Captain Preece followed the enemy's trail to Whataroa, near Onepoto, where Captain Ferris took it up. The Arawa remained at the lake a few days to rest after their long and trying marches and then returned to the Rangitaiki Plains. They arrived at Fort Galatea on the 26th February, after having been a month constantly travelling, for the greater part through trackless country.

Te Kooti's movements were marvellously swift; he had a disconcerting trick of appearing in the most unexpected places. Soon after the Mangaone encounter he made a raid on Nuhaka, between Wairoa and the Mahia Peninsula, but did not kill anyone on this occasion. Major Cumming was then officer in command of the Wairoa district, and he sent a force under Captain McLean and Lieutenant J. T. Large to intercept Te Kooti, who made a hurried retreat from Moumoukai Mountain, in rear of Nuhaka. The force from Wairoa went up the Hangaroa River and lay in wait for Te Kooti at a place where it was known he would endeavour to cross the Hangaroa on his way back to the Urewera Country. Lookouts were posted night and day in concealment at short intervals on both flanks for a considerable distance. But one dark night the Hauhaus, unseen and unheard, crept cautiously down the bed of a creek not far from the camp. As they kept to the watercourse no tracks were left. Te Kooti and his men forded or swam the Hangaroa, and with their usual luck got away again into the mountains and made for the rugged country on the southern and western sides of Waikare-moana.

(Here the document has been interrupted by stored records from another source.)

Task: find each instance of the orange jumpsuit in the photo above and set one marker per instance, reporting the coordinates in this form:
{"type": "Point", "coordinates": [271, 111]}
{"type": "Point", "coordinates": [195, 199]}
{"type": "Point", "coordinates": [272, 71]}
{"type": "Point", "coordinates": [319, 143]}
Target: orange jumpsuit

Both Captain Preece and Captain Ferris continued to follow Te Kooti, but they never encountered him again, although Ferris captured Anaru Matete and Maaka (Te Kooti's head executioner) near Te Reinga some weeks later. Maaka was tried at the Supreme Court at Napier and sentenced to death; the sentence was commuted to penal servitude for life, and the prisoner was liberated after serving ten years.